I find it worthwhile to periodically – pun intended – review the elements of the periodic table. You know – oxygen, hydrogen, carbon, and all that. Not being a scientist, my daily life isn’t full of helium and titanium, neon and potassium. These characters are endlessly fascinating. There’s a great new visual book out about them, but first let me tell you about its publisher.
I first met JP Leventhal when I took a night course in book publishing at NYU in the early 70s, which he taught. He was then a senior executive with a company called Crown Books and Outlet Book Company. JP went on to a long career working for big publishers until he finally set up his own shop, Black Dog and Leventhal Publishers, whose logo is a sitting retriever. When I first saw that logo on a book, I figured JP had gone into partnership with his dog. Later, I saw another publishing logo – they call it a “colophon” – and it was just a black dog. I figured maybe the dog had fired JP. That would be a shame, because JP is such a nice, smart, innovative guy. But, alas, the black dog logo was a new publishing company, and JP and his partner were intact and publishing away. 

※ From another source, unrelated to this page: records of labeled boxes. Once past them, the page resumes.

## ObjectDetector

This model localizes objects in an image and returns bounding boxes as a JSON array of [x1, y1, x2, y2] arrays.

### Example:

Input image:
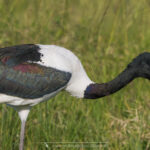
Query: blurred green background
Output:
[[0, 0, 150, 150]]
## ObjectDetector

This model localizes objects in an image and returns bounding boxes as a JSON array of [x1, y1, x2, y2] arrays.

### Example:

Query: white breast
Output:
[[38, 45, 93, 98]]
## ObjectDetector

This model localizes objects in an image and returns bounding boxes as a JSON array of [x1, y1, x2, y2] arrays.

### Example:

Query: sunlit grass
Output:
[[0, 0, 150, 150]]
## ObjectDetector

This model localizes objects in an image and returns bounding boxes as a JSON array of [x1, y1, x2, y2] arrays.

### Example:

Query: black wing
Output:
[[0, 45, 71, 99]]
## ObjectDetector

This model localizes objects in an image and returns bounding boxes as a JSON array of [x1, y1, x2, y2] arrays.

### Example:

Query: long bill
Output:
[[84, 53, 150, 99]]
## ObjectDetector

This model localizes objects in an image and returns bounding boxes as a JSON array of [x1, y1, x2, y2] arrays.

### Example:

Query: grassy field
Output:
[[0, 0, 150, 150]]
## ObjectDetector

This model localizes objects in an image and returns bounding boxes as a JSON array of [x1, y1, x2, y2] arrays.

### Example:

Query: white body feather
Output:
[[0, 45, 93, 107]]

I know most people don’t notice the name of the publisher of a book, but I always look. If the book is from certain publishers, you know you are going to get a good book. For example, in my posts I frequently refer to books published by WW Norton and DK (Dorling Kindersley). Black Dog and Leventhal, along with the German company Taschen, are especially good at giving you a lot for your money.
Black Dog and Leventhal – still happily together – have just published The Elements: A Visual Exploration of Every Known Atom in the Universe. This beautiful oversized book has a two-page spread on each element, starting with #1, Hydrogen, known to its friends as “H.” Each spread has photographs and illustrations of products made from the element, text about the element, and tabular information on its structure, melting and boiling points, and other key data. The pages of the book have a black background, which really makes the illustrations pop. This book is a joy to flip through for young or old, and you are bound to learn new things about the elements that are not only all around us but often inside us as well.
As long as I am talking about guides to the elements, I should mention two older and much less visual standbys. Nature’s Building Blocks: An A-Z Guide to the Elements by John Emsley (Oxford University Press, 2001) has the best textual information of any elements guide. Each section covers the economic uses of the element as well as all the scientific data, and ends with “element of surprise.” A book that has a few more pictures – although nothing like the new book – and good text is A Guide to the Elements by Albert Stwertka (Oxford University Press, 2002).   Guess I should have included Oxford in my list of favorite publishers! Each of these books has its partisans, and any one of them will expand your knowledge of the world in which we live.